Published On: Tue, Oct 22nd, 2019

What does Universal Credit replace? How UK roll out affects existing benefit claimants | Personal Finance | Finance

Universal Credit is a payment which may be made in order to help with living costs. It may be that a person who is on a low income or is out of work can claim the payment. It is replacing six existing benefits, known as legacy benefits. These are Housing Benefit, income-related Employment and Support Allowance (ESA), income-based Jobseeker’s Allowance (JSA), Child Tax Credit, Working Tax Credit, and Income Support.

It’s not possible to claim Universal Credit at the same time as receiving any of the aforementioned benefits.

The process of introducing Universal Credit across the UK is happening in stages.

The website states that a person does not need to do anything until they hear from the Department for Work and Pensions (DWP) about moving to Universal Credit, unless one has a change in circumstances.

The movement of existing benefits claimants onto Universal Credit is referred to as “managed migration” and a pilot scheme for this is underway.

In July this year, the DWP confirmed the trial had begun in Harrogate, North Yorkshire, and would affect up to 10,000 legacy benefits claimants who have not had a change of circumstance.
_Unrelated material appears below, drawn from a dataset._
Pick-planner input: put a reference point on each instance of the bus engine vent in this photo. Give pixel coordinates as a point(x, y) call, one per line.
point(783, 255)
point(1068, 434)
The scheme will last for at least one year.

The DWP said they would initially select claimants for the pilot from those currently attending the Jobcentre for meetings with their work coach.

Once ready, claimants are given a migration notice, giving them at least three months to submit a claim for Universal Credit.

Those who don’t have higher entitlements when receiving Universal Credit will be eligible for transitional protection, if their circumstances don’t change.

Who is eligible for Universal Credit?

There are some rules on eligibility, and this includes living in the UK, and being on a low income or out of work.